In Sullivansupra, the jury sent questions to the trial judge inquiring as to what medical expenses had been covered by insurance.Id. at 466, 454 S.E.2d at 910.  The jury awarded $20,000 despite the plaintiff’s medical bills totaling roughly $130,000, leading the Court of Appeals to conclude that “[t]he jurors obviously did not follow the court’s instructions to disregard insurance. . . . Therefore we must set it aside and grant a new trial absolute.” Id. at 466-67, 454 S.E.2d at 910-11.  In the instant case, the record demonstrates that the jury ignored the trial court’s instruction to disregard matters relating to third party payment of medical bills.

The jury’s award of $6,000 in the face of over $30,000 in undisputed damages is grossly inadequate and demonstrates that the verdict was actuated by improper motivation.  No plausible reason for the amount of the verdict has been advanced.  For these reasons, the trial court erred in not granting Dillon’s motion for a new trial absolute.


Application of Ontario law

Frazer argues in relation to the Ontario worker’s compensation exclusivity law, that the trial court erred: (1) in refusing to apply the exclusivity law; (2) in refusing to admit evidence on the exclusivity law; (3) in refusing to charge the jury on the exclusivity law; and (4) in denying Frazer’s motion for judgment notwithstanding the verdict based on application of the exclusivity law.  Because each point hinges on the applicability of Ontario worker’s compensation law and the exclusivity law, we address these points as one and affirm on the ground that Frazer failed to plead Ontario law and so, is barred under Rules 12(b) and 8(c). See Rule 12(b), SCRCP (every defense must be asserted in the responsive pleading); Rule 8(c), SCRCP (in a responsive pleading a party “shall set forth affirmatively . . . any other matter constituting an avoidance or affirmative defense.”).[2]

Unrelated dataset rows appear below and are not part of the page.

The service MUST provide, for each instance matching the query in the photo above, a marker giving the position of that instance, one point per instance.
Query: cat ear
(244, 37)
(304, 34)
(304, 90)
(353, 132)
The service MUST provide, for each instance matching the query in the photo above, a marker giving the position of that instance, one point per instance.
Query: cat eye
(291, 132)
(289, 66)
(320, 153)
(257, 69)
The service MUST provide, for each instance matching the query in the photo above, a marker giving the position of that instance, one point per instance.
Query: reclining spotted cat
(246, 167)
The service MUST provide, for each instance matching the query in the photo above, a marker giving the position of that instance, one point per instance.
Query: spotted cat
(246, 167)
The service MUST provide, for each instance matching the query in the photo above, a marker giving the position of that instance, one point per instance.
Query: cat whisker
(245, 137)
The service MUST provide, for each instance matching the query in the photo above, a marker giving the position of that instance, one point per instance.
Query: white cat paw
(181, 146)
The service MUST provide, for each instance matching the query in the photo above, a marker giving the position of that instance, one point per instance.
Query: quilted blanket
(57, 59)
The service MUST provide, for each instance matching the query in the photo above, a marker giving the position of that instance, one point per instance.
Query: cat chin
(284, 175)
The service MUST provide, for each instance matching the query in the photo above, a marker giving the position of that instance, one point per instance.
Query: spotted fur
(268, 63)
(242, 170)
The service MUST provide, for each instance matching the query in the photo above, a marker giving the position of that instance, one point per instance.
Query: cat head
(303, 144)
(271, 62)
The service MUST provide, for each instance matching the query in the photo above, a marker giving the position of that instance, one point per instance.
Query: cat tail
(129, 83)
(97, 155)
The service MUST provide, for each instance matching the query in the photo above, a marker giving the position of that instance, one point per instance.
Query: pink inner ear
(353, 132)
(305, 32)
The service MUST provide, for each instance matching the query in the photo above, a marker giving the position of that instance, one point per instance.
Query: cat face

Even if Frazer’s argument was preserved, we find that lex loci delicto properly governs this case. See Lister v. Nationsbank of Delaware, 329 S.C. 133,, 143, 494 S.E.2d 449, 454 (Ct. App. 1998) (In choice of law in South Carolina, the general rule is that the substantive law governing a tort action is the law of the state where the injury occurred.); Oshiek v. Oshiek, 244 S.C. 249, 136 S.E.2d 303, 305 (1964), overruled on other grounds (In tort cases, the law of the place where the injury was occasioned or inflicted governs in respect of the right of action.).


For the reasons stated above, we affirm the trial court’s refusal to apply Ontario law and reverse the denial of Dillon’s motion for a new trial absolute.  Since Frazer admitted liability, we remand for a new trial on damages only.


[1] Though Elizabeth Dillon filed Notice of Appeal, she did not pursue her appeal.

[2] Frazer asserted South Carolina worker’s compensation law in his pleadings, but did not include Ontario worker’s compensation law.  The trial court denied his motion to amend his pleadings to include Ontario law.